Spark: Fix glue symlinks formatting bug #2807

Akash2351 · 2024-06-26T19:01:01Z

Use the correct spark and hadoop configuration params for populating symlinks when using Glue catalog in EMR Spark or Athena Spark jobs. This fixes the symlinks with correct Glue ARNs for namespace and name formats.

Fixes: #2766
Fixes: #2765

Problem

When using AWS Glue catalogId in the spark configuration - EMR and Athena, it is not picked up and the symlinks point to hive urls instead of glue ARNs.

Solution

Use the correct spark and hadoop configuration params for populating symlinks when using Glue catalog in EMR Spark or Athena Spark jobs. This fixes the symlinks with correct Glue ARNs for namespace and name formats.

Code changes:

Reorder the Symlink fetching order to start from glueArn instead of hive metastore URI since hive metastore URIs are present for glue catalog configurations as well.
Read params for glue catalog id specified in various formats - EMR spark, Athena spark, etc and use them for glue ARNs

Before:

     ....
        "symlinks": {
          "_producer": "https://github.com/OpenLineage/OpenLineage/tree/...integration/spark",
          "_schemaURL": "https://openlineage.io/spec/facets/1-0-1/SymlinksDatasetFacet.json#/$defs/SymlinksDatasetFacet",
          "identifiers": [
            {
              "namespace": "hive://ip-10-1-114-149.ec2.internal:9083",
              "name": "datalake_akash.products",
              "type": "TABLE"
            }
          ]
        }
    ....

After:

     ....
        "symlinks": {
          "_producer": "https://github.com/OpenLineage/OpenLineage/tree/.../integration/spark",
          "_schemaURL": "https://openlineage.io/spec/facets/1-0-1/SymlinksDatasetFacet.json#/$defs/SymlinksDatasetFacet",
          "identifiers": [
            {
              "namespace": "arn:aws:glue:us-east-1:123456789012",
              "name": "table/datalake_akash/products",
              "type": "TABLE"
            }
          ]
        }
    ....

Tested with actual EMR spark jobs with Glue catalog

One-line summary:

Bug fix: Fixes glue symlinks with config parsing for glue catalog Id

Checklist

You've signed-off your work
Your pull request title follows our guidelines
Your changes are accompanied by tests (if relevant)
Your change contains a small diff and is self-contained
You've updated any relevant documentation (if relevant)
Your comment includes a one-liner for the changelog about the specific purpose of the change (not required for changes to tests, docs, or CI config)
You've versioned the core OpenLineage model or facets according to SchemaVer (if relevant)
You've added a header to source files (if relevant)

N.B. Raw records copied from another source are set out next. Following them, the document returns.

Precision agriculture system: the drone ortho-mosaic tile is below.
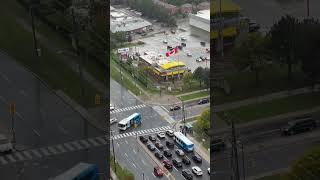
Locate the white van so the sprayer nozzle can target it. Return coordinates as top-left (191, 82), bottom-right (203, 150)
top-left (0, 134), bottom-right (13, 152)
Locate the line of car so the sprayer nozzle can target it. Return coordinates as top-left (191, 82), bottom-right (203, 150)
top-left (139, 130), bottom-right (210, 179)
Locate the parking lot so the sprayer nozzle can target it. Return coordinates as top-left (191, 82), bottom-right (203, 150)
top-left (139, 130), bottom-right (210, 179)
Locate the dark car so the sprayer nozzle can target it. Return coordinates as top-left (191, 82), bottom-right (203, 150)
top-left (139, 136), bottom-right (148, 143)
top-left (155, 142), bottom-right (163, 149)
top-left (166, 141), bottom-right (174, 148)
top-left (182, 169), bottom-right (193, 180)
top-left (149, 135), bottom-right (156, 141)
top-left (170, 105), bottom-right (181, 111)
top-left (163, 149), bottom-right (172, 157)
top-left (163, 160), bottom-right (172, 169)
top-left (281, 117), bottom-right (317, 135)
top-left (154, 151), bottom-right (163, 159)
top-left (147, 143), bottom-right (156, 151)
top-left (182, 157), bottom-right (191, 165)
top-left (210, 137), bottom-right (226, 151)
top-left (198, 98), bottom-right (209, 104)
top-left (192, 154), bottom-right (202, 163)
top-left (172, 159), bottom-right (182, 167)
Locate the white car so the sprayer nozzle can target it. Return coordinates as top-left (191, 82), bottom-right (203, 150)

SPDX-License-Identifier: Apache-2.0
Copyright 2018-2024 contributors to the OpenLineage project

boring-cyborg · 2024-06-26T19:01:04Z

Thanks for opening your first OpenLineage pull request! We appreciate your contribution. If you haven't already, please make sure you've reviewed our guide for new contributors (https://github.com/OpenLineage/OpenLineage/blob/main/CONTRIBUTING.md).

Use the correct spark and hadoop configuration params for populating symlinks when using Glue catalog in EMR Spark or Athena Spark jobs. This fixes the symlinks with correct Glue ARNs for namespace and name formats. Fixes [OpenLineage#2766](https://github.com/OpenLineage/OpenLineage/pull/2766/commits) - Reorder the Symlink fetching order to start from glueArn instead of hive metastore URI since hive metastore URIs are present for glue catalog configurations as well. - Read params for glue catalog id specified in various formats - EMR spark, Athena spark, etc and use them for glue ARNs Signed-off-by: Akash Anjanappa <[email protected]>

Fix shared:spotlessApply formatting issues Signed-off-by: Akash Anjanappa <[email protected]>

dolfinus · 2024-06-26T20:08:21Z

integration/spark/shared/src/main/java/io/openlineage/spark/agent/util/PathUtils.java

+    // For AWS Glue access in Athena for Spark
+    // Guide: https://docs.aws.amazon.com/athena/latest/ug/spark-notebooks-cross-account-glue.html
+    Optional<String> glueCatalogIdForAthena =
+        SparkConfUtils.findSparkConfigKey(sparkConf, "spark.hadoop.hive.metastore.glue.catalogid");


There should be findHadoopConfigKey

So these configs can passed to spark configs as well.
This is from the AWS docs guide.

All configs with spark.hadoop. prefix are passed to hadoopConf by Spark (with prefix being stripped).
Also the same option could be passed via hive-site.xml, and if this case it will not be available in SparkConf at all.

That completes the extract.